Bio: Marcos Novak is a global nomad, and an artist, theorist, and transarchitect. In 2008, "Transmitting Architecture", the title of his seminal 1995 essay, became the theme of the XXIII World Congress of the UIA (Union Internationale Des Architectes), the largest architectural organization in the world.
His projects, theoretical essays, and interviews have been translated into over twenty languages and have appeared in over 70 countries, and he lectures, teaches, and exhibits worldwide. Drawing upon architecture, music, and computation, and introducing numerous additional influences from art, science, and technology, his work intentionally defies categorization. He is universally recognized as the pioneer of architecture in cyberspace, of the critical consideration of virtual space as architectural and urban place, and of the use of generative computational composition in architecture and design. He originated several widely recognized concepts, such as "transvergence," "transarchitectures," "transmodernity," "liquid architectures," "navigable music," "habitable cinema," "archimusic," "eversion," "allogenesis," and others, anticipating many of the developments in digitally derived art, architecture, and music, and in virtual, augmented, mixed, and alternative reality research. His seminal essay "Liquid Architectures in Cyberspace," already translated into the world's major languages, is now included in several anthologies of critical documents of the digital era, along writings of key figures such as Charles Babbage, Alan Turing, Marshall McLuhan, and others. His pioneering work "Dancing With The Virtual Dervish: Worlds in Progress," developed at the Banff Center between 1991-1994 as part of the "Art and Virtual Environments Project," included the world's first 4-dimensional immersive environments, exploring and allowing navigation through spaces using four spatial dimensions, with time being fifth. His current research involves nano~ and bio~ technologies, and explores the hypothesis that we are in a cultural phase characterized by "the Production of the Alien," paralleling the Renaissance "Production of Man".
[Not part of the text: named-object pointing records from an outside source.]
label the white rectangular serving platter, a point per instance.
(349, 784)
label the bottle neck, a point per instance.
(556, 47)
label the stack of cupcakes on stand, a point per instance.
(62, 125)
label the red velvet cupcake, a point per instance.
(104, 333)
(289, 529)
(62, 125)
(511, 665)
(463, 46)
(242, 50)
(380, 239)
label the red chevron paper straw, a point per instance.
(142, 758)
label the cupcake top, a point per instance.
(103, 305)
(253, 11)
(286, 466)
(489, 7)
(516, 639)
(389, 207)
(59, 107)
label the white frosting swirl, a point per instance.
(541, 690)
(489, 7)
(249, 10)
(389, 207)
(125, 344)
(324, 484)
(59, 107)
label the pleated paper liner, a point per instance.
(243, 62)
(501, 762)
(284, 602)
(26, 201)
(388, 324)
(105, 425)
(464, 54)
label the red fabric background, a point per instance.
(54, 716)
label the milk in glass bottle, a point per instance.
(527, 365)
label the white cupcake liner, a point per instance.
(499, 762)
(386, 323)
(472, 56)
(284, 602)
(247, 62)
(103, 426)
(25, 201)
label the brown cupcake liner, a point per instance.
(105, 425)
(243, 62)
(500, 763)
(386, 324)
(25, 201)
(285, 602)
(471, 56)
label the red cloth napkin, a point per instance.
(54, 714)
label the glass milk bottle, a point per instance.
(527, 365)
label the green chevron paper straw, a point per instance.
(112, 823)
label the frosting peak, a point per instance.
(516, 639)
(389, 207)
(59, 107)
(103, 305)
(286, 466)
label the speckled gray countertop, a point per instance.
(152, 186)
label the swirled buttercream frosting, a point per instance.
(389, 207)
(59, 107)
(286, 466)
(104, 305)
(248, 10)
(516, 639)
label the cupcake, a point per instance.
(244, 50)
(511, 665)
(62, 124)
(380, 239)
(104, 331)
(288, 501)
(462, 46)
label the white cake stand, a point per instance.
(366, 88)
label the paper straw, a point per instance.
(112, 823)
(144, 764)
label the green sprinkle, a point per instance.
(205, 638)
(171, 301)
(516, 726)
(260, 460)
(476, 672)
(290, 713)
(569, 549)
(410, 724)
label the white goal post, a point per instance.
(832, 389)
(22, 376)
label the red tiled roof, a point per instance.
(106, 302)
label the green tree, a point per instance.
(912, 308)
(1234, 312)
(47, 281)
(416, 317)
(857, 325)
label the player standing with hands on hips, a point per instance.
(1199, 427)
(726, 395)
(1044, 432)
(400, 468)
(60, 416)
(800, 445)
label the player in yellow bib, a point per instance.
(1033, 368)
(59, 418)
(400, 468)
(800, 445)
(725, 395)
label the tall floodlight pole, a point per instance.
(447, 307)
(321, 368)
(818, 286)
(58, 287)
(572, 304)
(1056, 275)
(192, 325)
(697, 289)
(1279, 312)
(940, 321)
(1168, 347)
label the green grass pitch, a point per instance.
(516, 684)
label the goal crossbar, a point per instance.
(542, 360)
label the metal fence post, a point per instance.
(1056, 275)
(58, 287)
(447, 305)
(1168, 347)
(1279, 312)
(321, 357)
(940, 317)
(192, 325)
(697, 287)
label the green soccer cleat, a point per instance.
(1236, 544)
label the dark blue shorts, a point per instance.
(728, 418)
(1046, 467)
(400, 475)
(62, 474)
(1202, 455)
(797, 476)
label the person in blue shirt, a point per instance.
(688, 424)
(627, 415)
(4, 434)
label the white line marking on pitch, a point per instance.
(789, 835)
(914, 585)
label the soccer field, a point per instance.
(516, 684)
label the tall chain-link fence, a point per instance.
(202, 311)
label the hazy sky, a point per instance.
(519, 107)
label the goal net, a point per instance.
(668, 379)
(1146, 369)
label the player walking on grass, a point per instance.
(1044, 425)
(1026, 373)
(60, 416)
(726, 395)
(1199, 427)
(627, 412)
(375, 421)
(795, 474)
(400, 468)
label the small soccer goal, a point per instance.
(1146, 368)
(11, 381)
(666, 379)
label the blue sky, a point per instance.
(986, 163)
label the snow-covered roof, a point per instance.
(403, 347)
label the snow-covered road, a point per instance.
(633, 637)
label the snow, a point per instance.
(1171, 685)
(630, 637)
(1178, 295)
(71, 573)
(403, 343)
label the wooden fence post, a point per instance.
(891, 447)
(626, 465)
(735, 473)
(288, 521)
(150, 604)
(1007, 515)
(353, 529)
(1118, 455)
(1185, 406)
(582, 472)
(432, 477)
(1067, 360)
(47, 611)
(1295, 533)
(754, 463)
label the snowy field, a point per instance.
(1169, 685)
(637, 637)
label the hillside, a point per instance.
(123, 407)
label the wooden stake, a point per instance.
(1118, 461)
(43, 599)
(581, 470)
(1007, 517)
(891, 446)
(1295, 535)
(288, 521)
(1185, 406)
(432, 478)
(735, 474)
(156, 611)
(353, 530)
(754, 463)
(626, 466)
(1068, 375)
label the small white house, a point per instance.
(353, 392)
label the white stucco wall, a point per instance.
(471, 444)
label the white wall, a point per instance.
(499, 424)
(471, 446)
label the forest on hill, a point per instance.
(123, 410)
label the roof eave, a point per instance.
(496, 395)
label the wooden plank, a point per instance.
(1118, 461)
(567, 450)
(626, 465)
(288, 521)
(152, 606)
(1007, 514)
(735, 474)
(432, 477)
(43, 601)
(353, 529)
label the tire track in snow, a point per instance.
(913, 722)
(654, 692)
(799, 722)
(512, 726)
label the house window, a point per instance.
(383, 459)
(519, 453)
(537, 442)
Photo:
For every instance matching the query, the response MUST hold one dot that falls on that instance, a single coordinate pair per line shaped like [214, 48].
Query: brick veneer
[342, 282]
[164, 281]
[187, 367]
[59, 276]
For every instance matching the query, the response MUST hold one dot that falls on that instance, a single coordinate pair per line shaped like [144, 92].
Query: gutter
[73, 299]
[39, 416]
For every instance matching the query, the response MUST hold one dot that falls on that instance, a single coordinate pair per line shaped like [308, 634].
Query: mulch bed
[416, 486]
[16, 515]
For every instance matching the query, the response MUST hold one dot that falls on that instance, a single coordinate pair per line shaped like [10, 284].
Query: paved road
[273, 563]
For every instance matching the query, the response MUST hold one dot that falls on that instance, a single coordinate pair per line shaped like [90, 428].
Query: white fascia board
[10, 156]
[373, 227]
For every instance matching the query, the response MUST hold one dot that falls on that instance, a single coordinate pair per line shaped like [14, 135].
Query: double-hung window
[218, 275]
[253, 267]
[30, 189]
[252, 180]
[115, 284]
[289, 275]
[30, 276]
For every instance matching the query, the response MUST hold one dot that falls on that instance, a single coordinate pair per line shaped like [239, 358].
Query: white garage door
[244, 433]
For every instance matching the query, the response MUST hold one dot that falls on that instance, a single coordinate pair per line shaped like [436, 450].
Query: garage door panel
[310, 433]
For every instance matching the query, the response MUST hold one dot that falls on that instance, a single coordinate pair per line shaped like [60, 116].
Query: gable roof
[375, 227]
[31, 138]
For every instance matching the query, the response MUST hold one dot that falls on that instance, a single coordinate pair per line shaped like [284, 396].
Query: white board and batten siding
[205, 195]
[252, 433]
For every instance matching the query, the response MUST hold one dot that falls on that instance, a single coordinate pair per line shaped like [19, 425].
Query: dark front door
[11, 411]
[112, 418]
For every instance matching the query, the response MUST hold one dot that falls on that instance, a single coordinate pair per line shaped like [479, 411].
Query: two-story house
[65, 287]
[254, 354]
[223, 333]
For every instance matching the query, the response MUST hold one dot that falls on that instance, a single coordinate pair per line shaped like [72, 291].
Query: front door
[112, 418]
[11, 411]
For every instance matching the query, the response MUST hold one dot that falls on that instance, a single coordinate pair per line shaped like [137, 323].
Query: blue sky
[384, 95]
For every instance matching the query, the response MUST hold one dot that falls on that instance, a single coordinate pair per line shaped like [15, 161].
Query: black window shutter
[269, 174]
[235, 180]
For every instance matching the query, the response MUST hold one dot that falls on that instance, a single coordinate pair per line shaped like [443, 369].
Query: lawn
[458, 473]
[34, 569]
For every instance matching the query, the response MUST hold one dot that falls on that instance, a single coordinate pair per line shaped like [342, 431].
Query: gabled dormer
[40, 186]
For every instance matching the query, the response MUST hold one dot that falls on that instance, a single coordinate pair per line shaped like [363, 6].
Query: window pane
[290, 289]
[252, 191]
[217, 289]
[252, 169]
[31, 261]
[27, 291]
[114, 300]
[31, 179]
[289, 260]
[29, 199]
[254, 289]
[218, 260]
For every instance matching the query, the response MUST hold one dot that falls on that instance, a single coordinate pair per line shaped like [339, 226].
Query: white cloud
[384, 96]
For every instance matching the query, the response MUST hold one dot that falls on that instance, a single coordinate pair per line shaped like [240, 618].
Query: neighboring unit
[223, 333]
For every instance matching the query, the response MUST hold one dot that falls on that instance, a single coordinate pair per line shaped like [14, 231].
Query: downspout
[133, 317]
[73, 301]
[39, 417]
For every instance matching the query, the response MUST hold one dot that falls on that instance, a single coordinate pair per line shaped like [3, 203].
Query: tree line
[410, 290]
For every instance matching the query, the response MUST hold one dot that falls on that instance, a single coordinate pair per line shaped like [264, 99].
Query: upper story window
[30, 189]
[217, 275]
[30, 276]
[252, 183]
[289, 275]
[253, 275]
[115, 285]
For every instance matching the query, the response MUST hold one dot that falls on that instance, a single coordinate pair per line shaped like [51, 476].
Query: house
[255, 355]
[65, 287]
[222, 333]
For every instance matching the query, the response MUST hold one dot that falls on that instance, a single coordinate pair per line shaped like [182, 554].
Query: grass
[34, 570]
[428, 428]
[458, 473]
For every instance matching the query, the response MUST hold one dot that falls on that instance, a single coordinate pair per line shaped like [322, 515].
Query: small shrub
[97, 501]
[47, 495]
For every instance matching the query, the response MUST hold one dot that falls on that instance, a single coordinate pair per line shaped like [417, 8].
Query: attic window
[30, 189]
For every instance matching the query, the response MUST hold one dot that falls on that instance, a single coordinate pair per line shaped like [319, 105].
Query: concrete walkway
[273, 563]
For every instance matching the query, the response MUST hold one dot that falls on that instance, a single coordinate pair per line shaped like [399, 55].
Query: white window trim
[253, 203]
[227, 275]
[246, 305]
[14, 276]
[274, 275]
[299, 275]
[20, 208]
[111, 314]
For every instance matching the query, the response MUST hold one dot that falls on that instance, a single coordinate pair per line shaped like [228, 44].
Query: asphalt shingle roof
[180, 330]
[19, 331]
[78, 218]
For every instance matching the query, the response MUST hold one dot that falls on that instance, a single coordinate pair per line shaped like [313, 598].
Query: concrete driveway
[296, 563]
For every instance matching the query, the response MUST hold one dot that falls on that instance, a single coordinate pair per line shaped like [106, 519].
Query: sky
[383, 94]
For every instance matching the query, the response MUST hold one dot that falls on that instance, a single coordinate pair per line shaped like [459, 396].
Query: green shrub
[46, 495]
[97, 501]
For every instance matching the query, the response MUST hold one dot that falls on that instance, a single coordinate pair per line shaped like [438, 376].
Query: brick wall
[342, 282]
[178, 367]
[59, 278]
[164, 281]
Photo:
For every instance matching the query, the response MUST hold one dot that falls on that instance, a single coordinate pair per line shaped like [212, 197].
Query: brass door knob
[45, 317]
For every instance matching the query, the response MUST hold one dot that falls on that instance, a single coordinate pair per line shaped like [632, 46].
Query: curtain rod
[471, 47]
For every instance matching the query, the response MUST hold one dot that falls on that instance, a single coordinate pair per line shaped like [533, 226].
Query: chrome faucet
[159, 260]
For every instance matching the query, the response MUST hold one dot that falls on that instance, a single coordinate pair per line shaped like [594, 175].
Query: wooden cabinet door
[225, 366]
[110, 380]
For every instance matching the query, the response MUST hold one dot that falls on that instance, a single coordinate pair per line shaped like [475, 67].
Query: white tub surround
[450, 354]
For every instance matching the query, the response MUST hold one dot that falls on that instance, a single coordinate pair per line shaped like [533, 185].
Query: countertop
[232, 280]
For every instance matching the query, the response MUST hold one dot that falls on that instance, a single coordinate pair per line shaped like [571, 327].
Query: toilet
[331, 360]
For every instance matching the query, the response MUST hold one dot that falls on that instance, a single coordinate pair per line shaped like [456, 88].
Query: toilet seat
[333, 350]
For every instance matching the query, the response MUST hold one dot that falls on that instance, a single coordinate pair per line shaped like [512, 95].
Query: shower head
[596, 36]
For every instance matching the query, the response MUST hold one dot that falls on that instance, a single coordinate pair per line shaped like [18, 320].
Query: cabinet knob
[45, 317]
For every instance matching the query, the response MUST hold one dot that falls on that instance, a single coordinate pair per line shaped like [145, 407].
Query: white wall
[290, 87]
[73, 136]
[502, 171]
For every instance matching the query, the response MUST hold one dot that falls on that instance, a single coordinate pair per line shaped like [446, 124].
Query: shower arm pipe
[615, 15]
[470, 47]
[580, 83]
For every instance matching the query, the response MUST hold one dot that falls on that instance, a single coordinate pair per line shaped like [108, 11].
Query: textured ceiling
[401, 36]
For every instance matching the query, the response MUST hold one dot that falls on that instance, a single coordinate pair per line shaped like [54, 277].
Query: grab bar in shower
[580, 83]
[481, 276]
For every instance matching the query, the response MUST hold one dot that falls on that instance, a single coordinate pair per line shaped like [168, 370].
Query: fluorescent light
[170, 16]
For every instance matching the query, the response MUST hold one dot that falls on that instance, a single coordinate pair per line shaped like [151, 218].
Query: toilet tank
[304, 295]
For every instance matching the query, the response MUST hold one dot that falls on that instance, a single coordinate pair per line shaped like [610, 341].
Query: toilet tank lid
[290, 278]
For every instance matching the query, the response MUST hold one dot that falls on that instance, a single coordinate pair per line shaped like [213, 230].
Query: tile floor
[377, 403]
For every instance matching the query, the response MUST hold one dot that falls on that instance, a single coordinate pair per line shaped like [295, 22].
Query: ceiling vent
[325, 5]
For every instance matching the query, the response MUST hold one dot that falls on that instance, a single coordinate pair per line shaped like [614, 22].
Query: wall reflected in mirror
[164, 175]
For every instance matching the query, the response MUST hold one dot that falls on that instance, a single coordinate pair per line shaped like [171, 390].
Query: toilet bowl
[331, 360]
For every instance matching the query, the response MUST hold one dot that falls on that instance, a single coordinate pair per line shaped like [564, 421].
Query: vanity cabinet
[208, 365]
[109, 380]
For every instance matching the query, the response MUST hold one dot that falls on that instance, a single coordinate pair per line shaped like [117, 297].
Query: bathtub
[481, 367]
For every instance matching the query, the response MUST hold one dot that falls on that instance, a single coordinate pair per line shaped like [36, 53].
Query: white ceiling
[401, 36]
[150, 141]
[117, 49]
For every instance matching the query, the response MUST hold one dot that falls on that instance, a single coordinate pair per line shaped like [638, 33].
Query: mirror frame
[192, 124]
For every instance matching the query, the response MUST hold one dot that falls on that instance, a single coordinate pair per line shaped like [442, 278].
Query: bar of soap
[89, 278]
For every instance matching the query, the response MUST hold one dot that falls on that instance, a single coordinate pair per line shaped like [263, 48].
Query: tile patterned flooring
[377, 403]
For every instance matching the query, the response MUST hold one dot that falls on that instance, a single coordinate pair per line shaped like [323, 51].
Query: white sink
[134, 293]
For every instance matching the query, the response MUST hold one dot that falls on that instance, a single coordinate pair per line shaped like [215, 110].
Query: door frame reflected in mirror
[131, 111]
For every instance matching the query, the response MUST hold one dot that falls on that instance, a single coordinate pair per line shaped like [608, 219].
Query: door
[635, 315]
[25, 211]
Marcos Novak has participated in many international exhibitions in museums and galleries around the world, including the 9th Mostra Internazionale di Architettura di Biennale di Venezia in 2004, and the 7th Mostra Internazionale di Architettura di Biennale di Venezia, in 2000, where he represented Greece. In honor of the pivotal role he has played and is continuing to play in the acceptance, integration, and development of the digital in advanced architecture, and as part of "Digital Real", a major international architecture exhibition hosted by DAM (Deutsches Architektur Museum, Frankfurt, Germany), he was invited to write "Liquid, Trans~, Invisible: The Ascent and Speciation of the Digital in Architecture. A Story"—a combined history/biographical chronology of the ascent of the digital in architecture and his part in it.
He is a Professor at the University of California, Santa Barbara, where he is affiliated with CNSI (the California NanoSystems Institute), MAT (Media Art and Technology), and Art. He named the UCSB AlloSphere (the three-story high sphere for the creation of immersive virtual environments, the largest such facility in the world originally proposed by Dr. Kuchera-Morin) and created its first project, the AlloBrain using fMRI scans of his own brain. He is the Director of the transLAB at UCSB. In 2004, he was honored to become a Fellow of the World Technology Network.